Diagnosing Sample Ratio Mismatch in Online Controlled Experiments: A Taxonomy and Rules of Thumb for Practitioners
Aleksander Fabijan, Jayant Gupchup, Somit Gupta, Jeff Omhover, Wen Quin, Lukas Vermeer and Pavel Dmitriev
Accurately learning what delivers value to customers is difficult. Online Controlled Experiments (OCEs), aka A/B tests, are becoming a standard operating procedure in software companies to address this challenge as they can detect small causal changes in user behavior due to product modifications (e.g. new features). However, like any data analysis method, OCEs are sensitive to trustworthiness and data quality issues which, if go unaddressed or unnoticed, may result in making wrong decisions. One of the most useful indicators of a variety of data quality issues is a Sample Ratio Mismatch (SRM) ? the situation when the observed sample ratio in the experiment is different from the expected.

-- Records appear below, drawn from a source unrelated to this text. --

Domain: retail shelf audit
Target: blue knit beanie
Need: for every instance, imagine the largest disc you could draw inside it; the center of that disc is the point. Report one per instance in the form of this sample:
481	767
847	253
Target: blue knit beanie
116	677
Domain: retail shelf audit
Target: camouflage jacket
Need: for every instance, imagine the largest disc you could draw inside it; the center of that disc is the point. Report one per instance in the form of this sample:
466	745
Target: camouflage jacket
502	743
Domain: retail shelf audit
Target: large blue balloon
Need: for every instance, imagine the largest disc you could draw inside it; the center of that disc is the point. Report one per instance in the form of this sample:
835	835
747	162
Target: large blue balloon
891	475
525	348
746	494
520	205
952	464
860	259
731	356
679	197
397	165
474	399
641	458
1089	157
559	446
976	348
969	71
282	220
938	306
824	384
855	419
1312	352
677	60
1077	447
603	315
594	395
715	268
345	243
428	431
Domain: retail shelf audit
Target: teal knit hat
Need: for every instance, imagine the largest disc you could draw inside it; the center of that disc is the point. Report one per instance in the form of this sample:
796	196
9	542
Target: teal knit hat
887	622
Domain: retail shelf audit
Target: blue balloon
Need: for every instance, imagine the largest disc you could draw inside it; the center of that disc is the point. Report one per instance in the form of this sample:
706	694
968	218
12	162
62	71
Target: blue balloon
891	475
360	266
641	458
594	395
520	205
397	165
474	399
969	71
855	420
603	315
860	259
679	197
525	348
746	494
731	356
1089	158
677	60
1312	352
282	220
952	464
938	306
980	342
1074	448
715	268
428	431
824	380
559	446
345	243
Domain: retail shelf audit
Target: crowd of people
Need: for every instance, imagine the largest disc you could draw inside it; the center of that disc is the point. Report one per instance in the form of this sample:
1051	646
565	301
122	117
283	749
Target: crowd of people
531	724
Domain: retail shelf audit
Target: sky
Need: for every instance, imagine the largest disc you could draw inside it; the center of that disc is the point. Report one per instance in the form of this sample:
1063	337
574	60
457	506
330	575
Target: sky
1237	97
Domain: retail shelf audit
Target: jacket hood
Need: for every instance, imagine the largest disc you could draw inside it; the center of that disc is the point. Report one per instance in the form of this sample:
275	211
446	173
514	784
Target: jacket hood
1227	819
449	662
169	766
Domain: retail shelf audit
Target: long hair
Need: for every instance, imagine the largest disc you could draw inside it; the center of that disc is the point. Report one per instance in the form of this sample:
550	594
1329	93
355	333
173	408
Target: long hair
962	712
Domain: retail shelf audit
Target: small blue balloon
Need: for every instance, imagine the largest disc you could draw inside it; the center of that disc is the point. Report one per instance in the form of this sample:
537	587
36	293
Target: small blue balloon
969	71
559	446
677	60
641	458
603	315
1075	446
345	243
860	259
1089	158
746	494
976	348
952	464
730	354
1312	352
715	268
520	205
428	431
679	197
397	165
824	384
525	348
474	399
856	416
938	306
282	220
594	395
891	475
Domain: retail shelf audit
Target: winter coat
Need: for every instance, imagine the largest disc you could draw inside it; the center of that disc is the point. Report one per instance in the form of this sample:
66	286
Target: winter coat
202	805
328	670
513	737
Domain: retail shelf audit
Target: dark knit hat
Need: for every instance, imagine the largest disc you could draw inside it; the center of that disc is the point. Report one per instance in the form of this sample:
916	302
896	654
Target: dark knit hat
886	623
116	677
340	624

Just like fever is a symptom for multiple types of illness, an SRM is a symptom for a variety of data quality issues. While a simple statistical check is used to detect an SRM, correctly identifying the root cause and preventing it from happening in the future is often extremely challenging and time consuming. Ignoring the SRM without knowing the root cause may result in a bad product modification appearing to be good and getting shipped to users, or vice versa. The goal of this paper is to make diagnosing, fixing, and preventing SRMs easier. Based on our experience of running OCEs in four different software companies in over 25 different products used by hundreds of millions of users worldwide, we have derived a taxonomy for different types of SRMs. We share examples, detection guidelines, and best practices for preventing SRMs of each type. We hope that the lessons and practical tips we describe in this paper will speed up SRM investigations and prevent some of them. Ultimately, this should lead to improved decision making based on trustworthy experiment analysis.